Folgers and other brands of coffee have faced various lawsuits recently alleging that it is impossible to get the full number of cups of coffee promised on each canister. Now the lawyers may have a real field day because Folgers has dramatically dropped the number of ounces on some its canisters but kept the number of cups that each will yield the same.
*MOUSE PRINT:

Each 51-ounce canister lost 7.5 ounces, bringing the size down to just 43.5 ounces, but you still supposedly get 400 cups. When asked on Twitter about this, the company explained the change:
We have employed a new, roasting technology that makes the most out of every bean — resulting in lighter-weight coffee grounds that deliver the same taste you love across the same number of brewed cups. Through the use of this new roasting process, we’re able to get more coffee flavor from each bean while providing the same amount of coffee servings. The total weight of our coffee products will be reduced, but the amount of coffee you receive, by way of total servings, will remain the exact same. Hope this clears up any confusion.
This reminds MrConsumer of a similar response P&G made perhaps 35 years ago about their flaked coffee.
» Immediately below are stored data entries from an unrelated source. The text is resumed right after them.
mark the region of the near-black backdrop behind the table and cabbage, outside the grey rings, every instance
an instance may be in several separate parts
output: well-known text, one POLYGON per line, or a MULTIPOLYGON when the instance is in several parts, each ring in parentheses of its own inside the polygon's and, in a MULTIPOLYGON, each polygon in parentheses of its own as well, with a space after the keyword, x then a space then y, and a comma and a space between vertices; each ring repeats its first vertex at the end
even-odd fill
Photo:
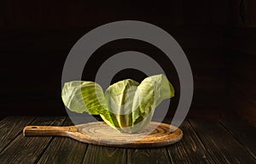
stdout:
MULTIPOLYGON (((0 115, 67 115, 61 102, 61 71, 73 44, 99 25, 141 20, 169 32, 187 54, 195 80, 190 117, 241 116, 256 124, 255 8, 254 0, 2 0, 0 115)), ((90 74, 84 80, 94 80, 96 65, 106 56, 125 50, 154 56, 170 68, 167 76, 177 89, 171 105, 175 110, 179 86, 172 63, 145 42, 102 46, 85 66, 90 74)), ((126 74, 120 72, 113 81, 126 74)))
They said they had fluffed up the beans so much, exposing more surfaces of the grounds, that they could no longer fit 16 ounces in the can. But, it would still make as many cups as the original.

Other Folgers coffee containers, old and new, spotted on retailers’ websites recently are real head-scratchers too:

It is not the new math. The middle container was subject to the new bean processing technology.
Note: Packages are displayed only to show numerical changes in net contents. Physical package dimensions may or may not be to scale.